The state-owned broadcaster swapped carpet tiles for wooden floors to try to rein in costs but the upgrade of its Auckland office still cost $60.3 million - 64 per cent more than originally budgeted.

The new office will be completed in the next few weeks after two-and-a-half years of construction, a TVNZ spokeswoman said.

"Initial phases of the project identified the need for more remedial work than was originally anticipated including the need to address external cladding issues, water tightness, and bringing the building up to current building codes," she said.


The project was sparked by the $10.6 million sale of land and buildings for the controversial SkyCity international convention centre.

The casino operator is building the centre in return for a law change to allow it more gaming machines.

TVNZ's sale of the taxpayer-owned land on Hobson St was needed for the convention centre to be built to design, but that was possible only if all of the broadcaster's staff could work out of a hub at 100 Victoria St West.

That led to the plans for a major revamp which TVNZ, on the advice of surveyors, estimated would cost $36.6 million. To help meet that cost it struck a deal with the Government in 2013 that saw it suspend its annual dividend payment for two years - equivalent to about $24 million.

In June 2014 the board signed off a revised budget of $43.3 million.

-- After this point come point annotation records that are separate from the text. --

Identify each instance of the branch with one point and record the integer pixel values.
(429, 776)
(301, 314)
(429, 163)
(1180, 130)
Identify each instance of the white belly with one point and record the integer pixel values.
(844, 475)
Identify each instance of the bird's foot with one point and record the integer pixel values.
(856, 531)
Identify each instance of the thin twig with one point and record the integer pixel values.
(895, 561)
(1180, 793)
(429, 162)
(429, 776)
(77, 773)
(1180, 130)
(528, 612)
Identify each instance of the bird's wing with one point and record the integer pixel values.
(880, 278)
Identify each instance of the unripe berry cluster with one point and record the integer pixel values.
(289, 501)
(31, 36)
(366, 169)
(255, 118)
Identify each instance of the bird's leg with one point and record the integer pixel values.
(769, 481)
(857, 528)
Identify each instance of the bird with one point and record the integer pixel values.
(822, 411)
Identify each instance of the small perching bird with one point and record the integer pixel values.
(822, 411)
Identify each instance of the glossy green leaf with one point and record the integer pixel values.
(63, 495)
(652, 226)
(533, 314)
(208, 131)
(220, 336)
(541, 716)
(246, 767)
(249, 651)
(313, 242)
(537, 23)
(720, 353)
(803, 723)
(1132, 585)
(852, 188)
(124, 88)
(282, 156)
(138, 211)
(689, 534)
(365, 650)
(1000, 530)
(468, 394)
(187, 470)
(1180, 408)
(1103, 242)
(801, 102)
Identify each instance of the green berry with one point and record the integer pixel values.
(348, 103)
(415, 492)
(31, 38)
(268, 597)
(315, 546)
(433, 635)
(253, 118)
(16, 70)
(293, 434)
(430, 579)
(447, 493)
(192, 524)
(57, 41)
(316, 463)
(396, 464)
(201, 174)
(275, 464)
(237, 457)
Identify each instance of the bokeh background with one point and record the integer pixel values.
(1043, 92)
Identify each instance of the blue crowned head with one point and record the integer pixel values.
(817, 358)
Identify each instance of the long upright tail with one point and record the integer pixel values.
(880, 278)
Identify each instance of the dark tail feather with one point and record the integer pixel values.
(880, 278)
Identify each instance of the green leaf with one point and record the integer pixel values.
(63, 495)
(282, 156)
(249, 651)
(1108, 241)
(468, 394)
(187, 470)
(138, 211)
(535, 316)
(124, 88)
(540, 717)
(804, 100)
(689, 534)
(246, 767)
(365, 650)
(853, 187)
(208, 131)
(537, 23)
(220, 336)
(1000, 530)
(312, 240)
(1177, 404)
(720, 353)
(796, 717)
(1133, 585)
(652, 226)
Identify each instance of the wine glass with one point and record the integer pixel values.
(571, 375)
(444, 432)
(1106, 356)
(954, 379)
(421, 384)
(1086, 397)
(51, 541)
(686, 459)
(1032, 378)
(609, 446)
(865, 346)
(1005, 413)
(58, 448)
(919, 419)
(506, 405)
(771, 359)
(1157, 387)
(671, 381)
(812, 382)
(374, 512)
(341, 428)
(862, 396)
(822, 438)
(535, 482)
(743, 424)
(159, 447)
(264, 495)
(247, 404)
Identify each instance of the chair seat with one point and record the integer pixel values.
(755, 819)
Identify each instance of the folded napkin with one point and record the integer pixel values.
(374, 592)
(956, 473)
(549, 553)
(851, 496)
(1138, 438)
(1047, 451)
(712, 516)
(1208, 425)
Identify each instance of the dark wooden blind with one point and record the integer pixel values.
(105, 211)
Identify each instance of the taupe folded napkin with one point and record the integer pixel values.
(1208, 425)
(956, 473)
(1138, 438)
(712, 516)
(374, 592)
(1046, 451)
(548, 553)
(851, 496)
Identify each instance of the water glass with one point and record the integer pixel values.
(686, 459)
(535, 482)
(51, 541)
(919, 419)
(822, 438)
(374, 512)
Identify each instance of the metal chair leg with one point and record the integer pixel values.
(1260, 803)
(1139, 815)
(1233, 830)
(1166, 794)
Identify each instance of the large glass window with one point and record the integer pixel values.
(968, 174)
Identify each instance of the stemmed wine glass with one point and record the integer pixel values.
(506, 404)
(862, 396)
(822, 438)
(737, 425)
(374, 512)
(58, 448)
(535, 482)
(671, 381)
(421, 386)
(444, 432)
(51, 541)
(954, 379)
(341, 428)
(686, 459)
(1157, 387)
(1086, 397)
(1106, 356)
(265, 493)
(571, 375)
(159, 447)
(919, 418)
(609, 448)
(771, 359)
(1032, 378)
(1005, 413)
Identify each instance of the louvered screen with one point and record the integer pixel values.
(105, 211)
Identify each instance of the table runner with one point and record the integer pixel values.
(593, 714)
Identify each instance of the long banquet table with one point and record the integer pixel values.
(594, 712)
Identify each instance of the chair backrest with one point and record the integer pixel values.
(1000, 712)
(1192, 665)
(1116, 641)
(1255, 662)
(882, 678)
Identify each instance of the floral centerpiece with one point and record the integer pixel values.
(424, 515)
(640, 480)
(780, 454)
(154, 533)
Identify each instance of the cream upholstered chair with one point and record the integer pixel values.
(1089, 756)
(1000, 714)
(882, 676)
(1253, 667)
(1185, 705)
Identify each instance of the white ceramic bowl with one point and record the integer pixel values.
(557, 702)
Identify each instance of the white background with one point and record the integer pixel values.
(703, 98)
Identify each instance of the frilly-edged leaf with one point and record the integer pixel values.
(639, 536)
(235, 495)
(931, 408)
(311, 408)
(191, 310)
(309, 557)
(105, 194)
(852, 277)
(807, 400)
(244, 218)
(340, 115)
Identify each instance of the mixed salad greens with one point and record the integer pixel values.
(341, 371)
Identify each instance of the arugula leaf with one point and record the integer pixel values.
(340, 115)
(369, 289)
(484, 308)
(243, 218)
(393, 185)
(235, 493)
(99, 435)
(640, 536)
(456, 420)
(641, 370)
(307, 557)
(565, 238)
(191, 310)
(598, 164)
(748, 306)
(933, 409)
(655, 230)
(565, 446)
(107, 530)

Last October Treasury told Broadcasting Minister Amy Adams and Finance Minister Bill English the latest estimate was $59 to $60 million.

The Treasury briefing, released under the Official Information Act, outlined TVNZ efforts to haul in costs, including using carpet tiles.

In an earlier aide memoire in July last year, Treasury noted the project's capital expenditure "was never going to produce income nor reduce operating cost to the extent of meeting TVNZ's cost of capital".


As well as the planned $36.6 million spend on its office refit, TVNZ had also budgeted about $7 million in decamp costs, including renting temporary office space.

Treasury opposed the office refurbishment plan and request for dividend relief before its sign-off by the Government in 2013.

Once the budget problems became apparent, PwC was engaged to review how TVNZ had handled the project, and concluded that the broadcaster's board had acted appropriately.

The TVNZ spokeswoman said the increased refurbishment costs have been funded by TVNZ, and the broadcaster did not ask the Government to extend the dividend relief granted in 2013.